Je ne pouvais pas la laisser repartir ainsi, d'ailleurs, cela ne paraissait pas être son souhait non plus, à ce que je pouvais comprendre de son regard encore angoissé. J'envisageai donc de lui laisser ma chambre, dans la pièce juste à côté. Moi je m'installerai sur la banquette dans ma grande salle. Je l'invitai donc à me suivre, ce qu'elle fit sans trop d'hésitations et même avec l'ombre de ce que je crus percevoir comme un sourire. Elle fit d'un regard circulaire le tour de la pièce, alla quand même à la fenêtre, et, voyant que les persiennes étaient fermées, parut tranquillisée. Je refermai la porte derrière moi et alla donner un tour de clef à celle de l'entrée. J'éteignis les lumières de la pièce, les persiennes n'étaient pas fermées et comme d'habitude, je décidai de n'y rien changer. Debout dans l'obscurité, je restai immobile à observer si, à l'extérieur, il n'y avait rien d'anormal. Le bruit de tout à l'heure m'inquiétai un peu tout de même, car habituellement, il n'y avait guère de passage dans le secteur. Ne voyant rien, je me couchai sur la banquette et resta longtemps éveillé à l'écoute du moindre bruit, avant de sombrer dans le sommeil.
Une voiture s'arrêta non loin de la maison, je l'avais vu arriver de loin, ses phares éclairant l'intérieur de la maison. Le moteur s'arrêta. Une portière claqua, puis deux. Une personne se dirigea vers la porte d'entrée, l'autre sembla faire le tour de la maison, puis on frappa très fort dans la porte, un moment passa…Je me réveillai en sursaut, tomba de la banquette. J'avais chaud et transpirai à grosses gouttes, la tête me tournai à moitié. Je m'assis sur une chaise proche et me frottai le visage de mes mains pour essayer de me réveiller, me sortir de ce cauchemar, car s'en était un !... Dehors il faisait toujours aussi noir et aucune lumière ne venait éclairer l'intérieur de la maison.

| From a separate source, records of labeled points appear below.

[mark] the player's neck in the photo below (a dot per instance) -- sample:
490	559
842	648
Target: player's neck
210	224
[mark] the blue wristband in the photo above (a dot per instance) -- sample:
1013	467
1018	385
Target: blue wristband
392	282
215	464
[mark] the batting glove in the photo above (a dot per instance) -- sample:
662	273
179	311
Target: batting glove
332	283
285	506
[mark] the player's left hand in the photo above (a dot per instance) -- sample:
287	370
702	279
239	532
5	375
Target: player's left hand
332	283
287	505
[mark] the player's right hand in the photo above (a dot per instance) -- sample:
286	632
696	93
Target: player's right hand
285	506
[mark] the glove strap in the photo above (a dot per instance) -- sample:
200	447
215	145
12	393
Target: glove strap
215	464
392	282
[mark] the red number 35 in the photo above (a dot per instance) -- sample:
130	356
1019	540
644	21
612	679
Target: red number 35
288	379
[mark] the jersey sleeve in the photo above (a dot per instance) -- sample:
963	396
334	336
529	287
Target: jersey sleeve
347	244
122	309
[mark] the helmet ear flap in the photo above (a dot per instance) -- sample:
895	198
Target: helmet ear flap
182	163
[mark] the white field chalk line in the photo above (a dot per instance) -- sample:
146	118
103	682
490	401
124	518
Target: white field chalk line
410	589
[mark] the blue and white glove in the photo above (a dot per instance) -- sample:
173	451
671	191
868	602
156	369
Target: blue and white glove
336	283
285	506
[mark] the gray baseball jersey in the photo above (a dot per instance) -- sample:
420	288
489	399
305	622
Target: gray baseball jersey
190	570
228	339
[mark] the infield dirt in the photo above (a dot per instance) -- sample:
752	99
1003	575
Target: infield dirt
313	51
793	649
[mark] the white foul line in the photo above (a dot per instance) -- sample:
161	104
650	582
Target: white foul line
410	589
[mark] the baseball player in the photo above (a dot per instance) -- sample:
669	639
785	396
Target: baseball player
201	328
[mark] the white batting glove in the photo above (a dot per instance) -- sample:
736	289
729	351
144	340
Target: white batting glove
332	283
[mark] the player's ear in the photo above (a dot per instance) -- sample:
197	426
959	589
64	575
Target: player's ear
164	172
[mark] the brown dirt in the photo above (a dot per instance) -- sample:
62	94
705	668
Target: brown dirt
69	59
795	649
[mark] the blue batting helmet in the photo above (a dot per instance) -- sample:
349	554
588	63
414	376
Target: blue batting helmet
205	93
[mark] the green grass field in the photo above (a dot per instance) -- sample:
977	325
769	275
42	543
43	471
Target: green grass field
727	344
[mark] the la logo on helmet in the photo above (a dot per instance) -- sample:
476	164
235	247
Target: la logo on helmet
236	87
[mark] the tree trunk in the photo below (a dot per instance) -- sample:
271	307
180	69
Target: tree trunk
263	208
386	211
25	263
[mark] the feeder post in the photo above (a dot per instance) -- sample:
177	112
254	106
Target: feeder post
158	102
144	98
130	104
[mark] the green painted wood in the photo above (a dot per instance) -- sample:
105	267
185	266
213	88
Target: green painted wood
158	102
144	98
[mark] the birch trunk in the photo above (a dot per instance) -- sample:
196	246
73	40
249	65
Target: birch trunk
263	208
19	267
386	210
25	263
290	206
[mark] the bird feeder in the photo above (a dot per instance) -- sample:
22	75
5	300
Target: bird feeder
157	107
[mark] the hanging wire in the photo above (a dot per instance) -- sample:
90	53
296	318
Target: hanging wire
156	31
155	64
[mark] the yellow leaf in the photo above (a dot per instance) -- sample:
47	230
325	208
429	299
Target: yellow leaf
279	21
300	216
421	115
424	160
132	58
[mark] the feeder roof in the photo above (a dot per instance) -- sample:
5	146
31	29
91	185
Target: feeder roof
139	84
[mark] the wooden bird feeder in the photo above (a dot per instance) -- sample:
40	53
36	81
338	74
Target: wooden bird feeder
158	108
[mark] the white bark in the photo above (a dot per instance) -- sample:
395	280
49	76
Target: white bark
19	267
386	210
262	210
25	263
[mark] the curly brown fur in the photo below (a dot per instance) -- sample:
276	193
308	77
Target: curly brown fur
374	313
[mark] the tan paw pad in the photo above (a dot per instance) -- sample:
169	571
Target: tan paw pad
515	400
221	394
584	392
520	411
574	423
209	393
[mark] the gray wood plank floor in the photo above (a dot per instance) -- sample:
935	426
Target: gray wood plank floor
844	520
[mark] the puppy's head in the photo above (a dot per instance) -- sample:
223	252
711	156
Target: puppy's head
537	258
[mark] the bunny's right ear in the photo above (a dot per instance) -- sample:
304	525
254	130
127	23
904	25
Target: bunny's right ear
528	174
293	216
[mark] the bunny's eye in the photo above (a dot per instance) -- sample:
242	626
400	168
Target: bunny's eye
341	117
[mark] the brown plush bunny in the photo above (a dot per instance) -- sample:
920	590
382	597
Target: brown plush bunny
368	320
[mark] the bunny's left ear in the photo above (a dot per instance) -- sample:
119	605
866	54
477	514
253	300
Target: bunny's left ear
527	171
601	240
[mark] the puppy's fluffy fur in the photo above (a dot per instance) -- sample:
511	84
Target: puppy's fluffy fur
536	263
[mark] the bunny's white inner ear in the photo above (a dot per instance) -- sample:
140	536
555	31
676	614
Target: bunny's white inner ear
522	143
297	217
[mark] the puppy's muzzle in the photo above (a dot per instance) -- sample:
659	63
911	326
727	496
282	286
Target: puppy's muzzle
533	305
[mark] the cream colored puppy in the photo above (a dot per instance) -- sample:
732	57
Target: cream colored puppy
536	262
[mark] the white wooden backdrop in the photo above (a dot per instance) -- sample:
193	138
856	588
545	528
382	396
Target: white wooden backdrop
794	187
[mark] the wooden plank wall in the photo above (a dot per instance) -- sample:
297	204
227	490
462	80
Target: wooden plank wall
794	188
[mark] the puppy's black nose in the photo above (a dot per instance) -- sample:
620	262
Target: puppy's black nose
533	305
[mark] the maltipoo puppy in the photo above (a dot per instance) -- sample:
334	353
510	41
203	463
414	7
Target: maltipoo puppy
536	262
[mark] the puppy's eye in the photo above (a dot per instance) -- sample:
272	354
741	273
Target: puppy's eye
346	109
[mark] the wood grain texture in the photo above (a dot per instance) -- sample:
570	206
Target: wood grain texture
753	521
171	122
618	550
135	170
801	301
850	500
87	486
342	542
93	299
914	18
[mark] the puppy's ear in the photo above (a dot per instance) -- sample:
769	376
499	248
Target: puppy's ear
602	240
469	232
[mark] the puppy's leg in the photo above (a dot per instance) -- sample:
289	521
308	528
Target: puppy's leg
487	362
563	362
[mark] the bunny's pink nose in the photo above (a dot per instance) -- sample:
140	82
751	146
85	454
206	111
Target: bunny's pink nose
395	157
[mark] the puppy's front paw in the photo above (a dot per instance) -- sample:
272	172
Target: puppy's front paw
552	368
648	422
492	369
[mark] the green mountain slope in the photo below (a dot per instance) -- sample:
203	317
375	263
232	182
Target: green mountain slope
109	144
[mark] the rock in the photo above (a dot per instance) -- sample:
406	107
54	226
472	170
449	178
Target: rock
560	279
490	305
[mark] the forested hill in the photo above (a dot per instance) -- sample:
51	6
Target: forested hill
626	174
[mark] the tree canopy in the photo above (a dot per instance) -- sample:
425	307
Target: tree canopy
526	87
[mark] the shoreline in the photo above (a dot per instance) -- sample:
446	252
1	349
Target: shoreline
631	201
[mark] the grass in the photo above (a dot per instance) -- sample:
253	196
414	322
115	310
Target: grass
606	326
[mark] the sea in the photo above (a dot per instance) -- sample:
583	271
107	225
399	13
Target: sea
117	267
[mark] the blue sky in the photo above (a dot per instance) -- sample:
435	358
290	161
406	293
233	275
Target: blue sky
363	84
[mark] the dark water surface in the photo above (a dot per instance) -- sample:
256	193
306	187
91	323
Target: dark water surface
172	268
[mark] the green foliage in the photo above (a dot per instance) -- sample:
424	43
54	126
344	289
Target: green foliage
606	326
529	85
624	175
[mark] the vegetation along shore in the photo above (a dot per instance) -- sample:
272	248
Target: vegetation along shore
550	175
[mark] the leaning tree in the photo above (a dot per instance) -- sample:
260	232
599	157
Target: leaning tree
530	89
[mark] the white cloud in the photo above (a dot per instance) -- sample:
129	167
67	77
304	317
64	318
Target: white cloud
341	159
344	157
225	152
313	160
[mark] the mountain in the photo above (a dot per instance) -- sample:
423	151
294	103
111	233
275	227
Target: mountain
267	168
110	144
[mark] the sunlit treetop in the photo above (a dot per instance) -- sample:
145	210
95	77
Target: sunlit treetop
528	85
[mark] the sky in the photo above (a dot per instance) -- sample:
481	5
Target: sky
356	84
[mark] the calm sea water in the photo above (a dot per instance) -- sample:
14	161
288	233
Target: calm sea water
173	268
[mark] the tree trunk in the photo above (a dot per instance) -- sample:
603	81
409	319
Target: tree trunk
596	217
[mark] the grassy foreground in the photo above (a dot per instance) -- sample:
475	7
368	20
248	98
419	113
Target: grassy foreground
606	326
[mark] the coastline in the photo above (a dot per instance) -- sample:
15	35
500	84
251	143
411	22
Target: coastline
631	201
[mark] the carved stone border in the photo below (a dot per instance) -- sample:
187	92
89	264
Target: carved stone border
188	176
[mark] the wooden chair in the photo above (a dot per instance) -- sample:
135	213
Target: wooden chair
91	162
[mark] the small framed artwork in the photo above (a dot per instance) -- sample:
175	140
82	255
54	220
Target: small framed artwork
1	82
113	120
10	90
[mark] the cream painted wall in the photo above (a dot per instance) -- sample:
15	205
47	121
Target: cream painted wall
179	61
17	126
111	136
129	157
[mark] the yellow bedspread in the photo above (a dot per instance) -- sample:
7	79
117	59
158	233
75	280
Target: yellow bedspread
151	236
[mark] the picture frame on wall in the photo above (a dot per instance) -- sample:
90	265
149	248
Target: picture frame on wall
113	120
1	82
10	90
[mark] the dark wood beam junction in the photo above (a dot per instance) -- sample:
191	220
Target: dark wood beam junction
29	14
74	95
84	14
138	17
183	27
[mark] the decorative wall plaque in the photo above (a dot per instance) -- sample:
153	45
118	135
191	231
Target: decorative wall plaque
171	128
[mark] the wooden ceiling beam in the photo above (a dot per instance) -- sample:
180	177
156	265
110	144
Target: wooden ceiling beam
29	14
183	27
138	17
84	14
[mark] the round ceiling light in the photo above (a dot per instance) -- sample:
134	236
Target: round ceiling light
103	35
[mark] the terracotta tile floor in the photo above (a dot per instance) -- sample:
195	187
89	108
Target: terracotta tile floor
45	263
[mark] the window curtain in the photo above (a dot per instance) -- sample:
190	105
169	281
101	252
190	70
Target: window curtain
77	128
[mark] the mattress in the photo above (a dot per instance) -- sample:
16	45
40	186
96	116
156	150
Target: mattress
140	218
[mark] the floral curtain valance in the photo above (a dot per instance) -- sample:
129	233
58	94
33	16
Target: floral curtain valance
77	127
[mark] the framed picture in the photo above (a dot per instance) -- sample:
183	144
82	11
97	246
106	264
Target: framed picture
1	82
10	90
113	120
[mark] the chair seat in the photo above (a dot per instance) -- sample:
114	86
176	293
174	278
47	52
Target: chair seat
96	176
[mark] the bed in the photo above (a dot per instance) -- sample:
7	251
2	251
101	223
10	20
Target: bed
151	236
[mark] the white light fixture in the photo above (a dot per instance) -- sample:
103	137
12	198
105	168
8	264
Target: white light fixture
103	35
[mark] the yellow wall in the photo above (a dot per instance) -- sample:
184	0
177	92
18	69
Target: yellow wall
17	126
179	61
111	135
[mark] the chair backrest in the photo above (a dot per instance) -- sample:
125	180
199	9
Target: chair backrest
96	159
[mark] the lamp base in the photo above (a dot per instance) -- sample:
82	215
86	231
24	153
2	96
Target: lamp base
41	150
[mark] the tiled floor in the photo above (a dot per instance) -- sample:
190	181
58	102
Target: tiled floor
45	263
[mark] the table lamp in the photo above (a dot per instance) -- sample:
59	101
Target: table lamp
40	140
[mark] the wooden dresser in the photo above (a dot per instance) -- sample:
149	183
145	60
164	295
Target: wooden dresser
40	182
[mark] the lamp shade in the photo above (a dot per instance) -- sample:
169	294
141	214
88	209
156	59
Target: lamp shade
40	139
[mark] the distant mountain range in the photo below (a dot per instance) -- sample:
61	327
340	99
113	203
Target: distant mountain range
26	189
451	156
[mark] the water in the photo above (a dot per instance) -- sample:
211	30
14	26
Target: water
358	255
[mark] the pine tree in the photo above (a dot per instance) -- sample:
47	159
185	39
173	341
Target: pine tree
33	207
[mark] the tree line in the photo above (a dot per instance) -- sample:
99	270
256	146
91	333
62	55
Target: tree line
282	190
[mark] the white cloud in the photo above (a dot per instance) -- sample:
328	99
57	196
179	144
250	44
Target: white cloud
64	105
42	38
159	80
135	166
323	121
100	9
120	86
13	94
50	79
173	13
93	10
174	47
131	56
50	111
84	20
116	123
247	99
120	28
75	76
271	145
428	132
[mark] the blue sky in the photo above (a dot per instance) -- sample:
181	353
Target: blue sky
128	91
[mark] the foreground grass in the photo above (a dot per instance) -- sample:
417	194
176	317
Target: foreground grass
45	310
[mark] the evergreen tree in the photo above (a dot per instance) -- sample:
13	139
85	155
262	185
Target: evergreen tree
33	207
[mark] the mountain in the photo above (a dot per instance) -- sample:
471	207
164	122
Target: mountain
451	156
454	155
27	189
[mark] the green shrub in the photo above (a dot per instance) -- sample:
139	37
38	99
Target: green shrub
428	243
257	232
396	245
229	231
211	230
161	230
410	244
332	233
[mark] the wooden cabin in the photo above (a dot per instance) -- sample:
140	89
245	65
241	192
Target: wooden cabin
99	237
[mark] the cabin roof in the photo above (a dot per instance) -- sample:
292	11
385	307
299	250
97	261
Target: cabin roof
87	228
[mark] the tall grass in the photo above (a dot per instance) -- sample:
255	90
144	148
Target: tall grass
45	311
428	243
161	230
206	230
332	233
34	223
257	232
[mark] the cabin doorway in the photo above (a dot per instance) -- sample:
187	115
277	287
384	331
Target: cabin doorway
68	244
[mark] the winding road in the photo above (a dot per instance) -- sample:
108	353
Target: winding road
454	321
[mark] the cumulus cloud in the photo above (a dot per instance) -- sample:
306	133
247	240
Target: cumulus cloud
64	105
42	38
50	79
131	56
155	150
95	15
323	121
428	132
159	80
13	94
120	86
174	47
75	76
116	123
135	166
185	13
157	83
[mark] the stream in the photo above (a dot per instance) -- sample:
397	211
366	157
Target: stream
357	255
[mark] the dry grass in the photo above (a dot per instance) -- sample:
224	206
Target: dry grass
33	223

Il était deux heures du matin, lorsque je me rallongeai de nouveau. Il fallut longtemps avant que le sommeil ne m'emporta, et, quand le jour se fut levé, j'étais toujours assoupi. C'est à huit heures que je refis surface. La pièce était vide. Mon hôte de la nuit n'était toujours pas levée. Aucun bruit dans la pièce d'à côté ne filtrai.
Je finis de préparer le petit déjeuner. Le café était maintenant prêt à être servi ; ne pouvant attendre, je pris le parti d'aller frapper à la porte de la chambre. Aucune réponse… je recommençai sans plus de résultat. C'est ainsi qu'ouvrant la porte, je découvris le lit vide, la fenêtre ouverte avait un carreau de cassé. Je me penchai dehors, une moitié de persienne gisait sur le sol, disloquée. Elle avait dû être forcée.
Je restai tout penaud, à n'y rien comprendre, rien…
Il est des jours et des lunes, des saisons et des années où la poussière efface l'entendement.